O professor Eduardo Domingos Botallo pondera que:
São comumente utilizados, os impostos de importação e exportação, no sentido de favorecer um setor da economia. Especificamente no caso do imposto de exportação, podemos dizer que há um favorecimento das mercadorias e serviços nacionais, uma vez que, com a baixa tributação poderão ser mais competitivos no mercado estrangeiro ou, ainda, incentivar seu crescimento no próprio mercado interno e, conseqüentemente, estagnar ou minorar a importação de produtos estrangeiros.Quanto ao imposto de importação, a elevação da alíquota poderá desestimular a entrada de produto estrangeiros no país e, de forma oblíqua, incentivar a produção nacional, ou ainda poderá ter sua alíquota diminuída por estar determinado produto em falta no país, evitando-se o aumento de preços exacerbado dos produtos e serviços que dependam diretamente do produto deficitário.

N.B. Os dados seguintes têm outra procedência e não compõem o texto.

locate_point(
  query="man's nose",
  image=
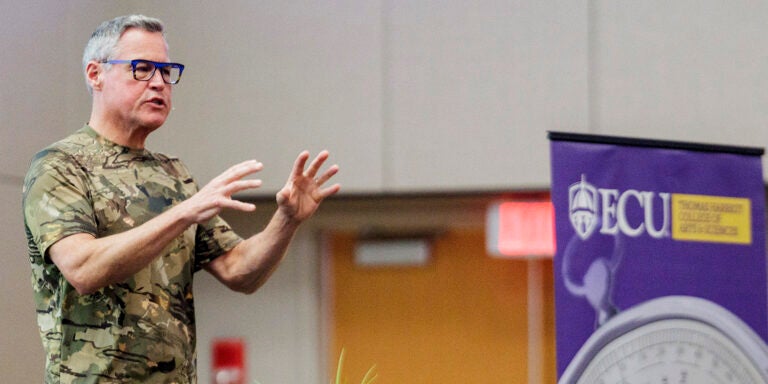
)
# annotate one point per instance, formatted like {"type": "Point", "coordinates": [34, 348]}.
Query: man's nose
{"type": "Point", "coordinates": [157, 79]}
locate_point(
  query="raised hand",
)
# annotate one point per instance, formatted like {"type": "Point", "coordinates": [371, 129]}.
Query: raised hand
{"type": "Point", "coordinates": [303, 192]}
{"type": "Point", "coordinates": [217, 194]}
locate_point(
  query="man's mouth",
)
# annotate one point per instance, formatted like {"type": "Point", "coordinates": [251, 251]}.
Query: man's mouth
{"type": "Point", "coordinates": [156, 101]}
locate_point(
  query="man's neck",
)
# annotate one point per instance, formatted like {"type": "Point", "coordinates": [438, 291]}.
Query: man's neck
{"type": "Point", "coordinates": [119, 132]}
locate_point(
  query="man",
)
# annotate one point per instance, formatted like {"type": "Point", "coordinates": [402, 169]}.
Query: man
{"type": "Point", "coordinates": [116, 232]}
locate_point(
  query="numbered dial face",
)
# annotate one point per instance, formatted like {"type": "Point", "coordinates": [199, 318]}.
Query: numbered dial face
{"type": "Point", "coordinates": [671, 352]}
{"type": "Point", "coordinates": [671, 340]}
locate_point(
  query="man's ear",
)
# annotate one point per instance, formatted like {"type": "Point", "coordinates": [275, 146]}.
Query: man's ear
{"type": "Point", "coordinates": [93, 74]}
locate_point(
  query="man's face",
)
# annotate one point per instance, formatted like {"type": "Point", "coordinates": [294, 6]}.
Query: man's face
{"type": "Point", "coordinates": [133, 103]}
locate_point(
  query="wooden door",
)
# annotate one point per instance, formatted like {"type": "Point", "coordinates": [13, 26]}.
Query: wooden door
{"type": "Point", "coordinates": [460, 319]}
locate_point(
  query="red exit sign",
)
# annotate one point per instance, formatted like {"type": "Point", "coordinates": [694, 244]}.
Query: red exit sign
{"type": "Point", "coordinates": [520, 229]}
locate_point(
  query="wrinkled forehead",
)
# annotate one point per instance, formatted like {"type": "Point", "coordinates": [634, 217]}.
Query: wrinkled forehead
{"type": "Point", "coordinates": [137, 43]}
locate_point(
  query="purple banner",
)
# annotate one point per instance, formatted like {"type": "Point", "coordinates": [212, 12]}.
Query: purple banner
{"type": "Point", "coordinates": [660, 269]}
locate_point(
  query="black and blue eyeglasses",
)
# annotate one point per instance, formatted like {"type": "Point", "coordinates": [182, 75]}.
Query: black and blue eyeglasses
{"type": "Point", "coordinates": [143, 70]}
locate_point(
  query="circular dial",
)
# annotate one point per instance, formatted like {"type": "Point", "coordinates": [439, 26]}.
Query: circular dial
{"type": "Point", "coordinates": [671, 340]}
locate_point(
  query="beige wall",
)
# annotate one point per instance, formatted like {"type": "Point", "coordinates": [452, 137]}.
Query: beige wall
{"type": "Point", "coordinates": [409, 97]}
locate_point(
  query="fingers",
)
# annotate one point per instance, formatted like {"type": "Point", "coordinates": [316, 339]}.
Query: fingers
{"type": "Point", "coordinates": [332, 170]}
{"type": "Point", "coordinates": [315, 165]}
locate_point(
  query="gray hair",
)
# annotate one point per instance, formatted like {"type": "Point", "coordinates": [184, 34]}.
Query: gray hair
{"type": "Point", "coordinates": [103, 41]}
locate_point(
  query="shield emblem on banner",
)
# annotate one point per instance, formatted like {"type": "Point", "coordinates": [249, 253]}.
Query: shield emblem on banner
{"type": "Point", "coordinates": [582, 207]}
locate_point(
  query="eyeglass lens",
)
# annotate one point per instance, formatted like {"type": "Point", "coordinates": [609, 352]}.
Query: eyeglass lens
{"type": "Point", "coordinates": [144, 70]}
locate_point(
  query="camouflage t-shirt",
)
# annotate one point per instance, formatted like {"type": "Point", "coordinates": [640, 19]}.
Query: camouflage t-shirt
{"type": "Point", "coordinates": [140, 330]}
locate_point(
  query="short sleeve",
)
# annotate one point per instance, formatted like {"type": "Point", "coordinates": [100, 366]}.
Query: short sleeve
{"type": "Point", "coordinates": [56, 202]}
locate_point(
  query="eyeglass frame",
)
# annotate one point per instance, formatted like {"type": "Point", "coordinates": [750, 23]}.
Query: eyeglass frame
{"type": "Point", "coordinates": [155, 66]}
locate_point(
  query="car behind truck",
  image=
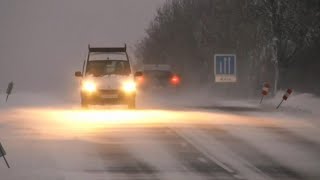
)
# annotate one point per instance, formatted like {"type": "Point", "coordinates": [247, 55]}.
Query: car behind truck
{"type": "Point", "coordinates": [107, 77]}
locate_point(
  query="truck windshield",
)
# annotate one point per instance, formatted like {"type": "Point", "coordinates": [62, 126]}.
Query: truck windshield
{"type": "Point", "coordinates": [102, 68]}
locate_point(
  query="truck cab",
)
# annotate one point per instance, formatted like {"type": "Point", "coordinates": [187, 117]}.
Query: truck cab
{"type": "Point", "coordinates": [107, 78]}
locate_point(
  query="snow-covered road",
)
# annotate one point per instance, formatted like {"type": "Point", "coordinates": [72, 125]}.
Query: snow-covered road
{"type": "Point", "coordinates": [158, 142]}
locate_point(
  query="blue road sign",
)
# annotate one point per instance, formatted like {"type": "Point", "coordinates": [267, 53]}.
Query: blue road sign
{"type": "Point", "coordinates": [225, 67]}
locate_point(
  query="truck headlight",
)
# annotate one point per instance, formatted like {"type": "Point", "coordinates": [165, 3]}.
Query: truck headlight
{"type": "Point", "coordinates": [89, 86]}
{"type": "Point", "coordinates": [129, 87]}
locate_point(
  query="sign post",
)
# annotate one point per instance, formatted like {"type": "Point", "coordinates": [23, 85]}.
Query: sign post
{"type": "Point", "coordinates": [3, 154]}
{"type": "Point", "coordinates": [265, 91]}
{"type": "Point", "coordinates": [225, 68]}
{"type": "Point", "coordinates": [9, 90]}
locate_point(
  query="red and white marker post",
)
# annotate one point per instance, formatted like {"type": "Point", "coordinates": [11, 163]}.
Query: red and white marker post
{"type": "Point", "coordinates": [285, 96]}
{"type": "Point", "coordinates": [265, 91]}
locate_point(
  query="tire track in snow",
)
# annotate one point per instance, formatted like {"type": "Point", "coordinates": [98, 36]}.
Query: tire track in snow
{"type": "Point", "coordinates": [195, 160]}
{"type": "Point", "coordinates": [117, 162]}
{"type": "Point", "coordinates": [259, 160]}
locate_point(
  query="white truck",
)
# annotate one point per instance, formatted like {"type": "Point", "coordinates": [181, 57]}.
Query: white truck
{"type": "Point", "coordinates": [107, 77]}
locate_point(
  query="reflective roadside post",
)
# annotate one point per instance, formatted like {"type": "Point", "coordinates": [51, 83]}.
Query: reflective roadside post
{"type": "Point", "coordinates": [285, 97]}
{"type": "Point", "coordinates": [2, 154]}
{"type": "Point", "coordinates": [9, 90]}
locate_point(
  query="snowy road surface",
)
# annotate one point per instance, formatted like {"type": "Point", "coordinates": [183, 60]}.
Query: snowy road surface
{"type": "Point", "coordinates": [55, 142]}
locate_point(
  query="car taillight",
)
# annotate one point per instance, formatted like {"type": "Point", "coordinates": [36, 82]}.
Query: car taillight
{"type": "Point", "coordinates": [140, 79]}
{"type": "Point", "coordinates": [175, 80]}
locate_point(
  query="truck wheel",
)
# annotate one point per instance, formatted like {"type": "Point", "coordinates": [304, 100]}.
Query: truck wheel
{"type": "Point", "coordinates": [84, 104]}
{"type": "Point", "coordinates": [132, 103]}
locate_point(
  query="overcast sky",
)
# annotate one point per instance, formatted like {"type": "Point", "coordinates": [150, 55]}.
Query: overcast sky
{"type": "Point", "coordinates": [42, 42]}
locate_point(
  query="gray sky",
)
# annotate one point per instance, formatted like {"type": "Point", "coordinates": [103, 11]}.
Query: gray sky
{"type": "Point", "coordinates": [42, 42]}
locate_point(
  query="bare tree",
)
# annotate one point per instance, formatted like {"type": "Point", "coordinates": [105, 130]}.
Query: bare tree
{"type": "Point", "coordinates": [287, 26]}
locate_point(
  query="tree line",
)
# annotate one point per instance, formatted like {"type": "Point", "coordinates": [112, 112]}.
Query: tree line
{"type": "Point", "coordinates": [275, 41]}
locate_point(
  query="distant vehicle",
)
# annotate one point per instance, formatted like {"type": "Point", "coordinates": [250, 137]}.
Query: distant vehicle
{"type": "Point", "coordinates": [158, 76]}
{"type": "Point", "coordinates": [107, 78]}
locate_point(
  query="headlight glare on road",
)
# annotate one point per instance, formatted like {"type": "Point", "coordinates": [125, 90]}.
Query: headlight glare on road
{"type": "Point", "coordinates": [89, 86]}
{"type": "Point", "coordinates": [129, 87]}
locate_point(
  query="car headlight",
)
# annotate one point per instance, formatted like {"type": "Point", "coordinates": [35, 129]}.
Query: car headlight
{"type": "Point", "coordinates": [129, 87]}
{"type": "Point", "coordinates": [89, 86]}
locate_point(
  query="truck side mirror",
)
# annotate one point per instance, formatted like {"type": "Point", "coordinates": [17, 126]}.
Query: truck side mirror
{"type": "Point", "coordinates": [138, 73]}
{"type": "Point", "coordinates": [78, 74]}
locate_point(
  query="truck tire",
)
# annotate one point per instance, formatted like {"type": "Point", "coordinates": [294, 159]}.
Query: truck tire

A Constituição da Republica excepcionou a aplicação dos princípios da anterioridade do exercício e especial para os impostos aduaneiros (importação e exportação) justamente para poder propiciar que sejam utilizados como mecanismos de regulação de mercado e proteção ao empresariado e aos consumidores brasileiros ou, como dissemos, como forma de direção, ainda que indireta, das vontades sociais, políticas ou econômicas.

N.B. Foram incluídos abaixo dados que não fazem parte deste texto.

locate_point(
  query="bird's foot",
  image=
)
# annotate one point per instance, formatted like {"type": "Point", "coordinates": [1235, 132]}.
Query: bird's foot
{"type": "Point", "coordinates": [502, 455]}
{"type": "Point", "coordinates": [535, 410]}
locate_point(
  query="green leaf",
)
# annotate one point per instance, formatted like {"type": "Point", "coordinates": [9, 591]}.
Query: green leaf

Por sua vez, Hugo de Brito Machado aduz que:
O imposto sobre produtos industrializados - IPI interfere diretamente nos preços de tais mercadorias e produtos. Desta forma, havendo a necessidade de incentivar ou desestimular a produção de determinado produto ou de vários produtos de certo setor industrial, o governo poderá manipular, aumentando ou diminuindo a carga tributária, do mesmo modo que procede com os impostos aduaneiros.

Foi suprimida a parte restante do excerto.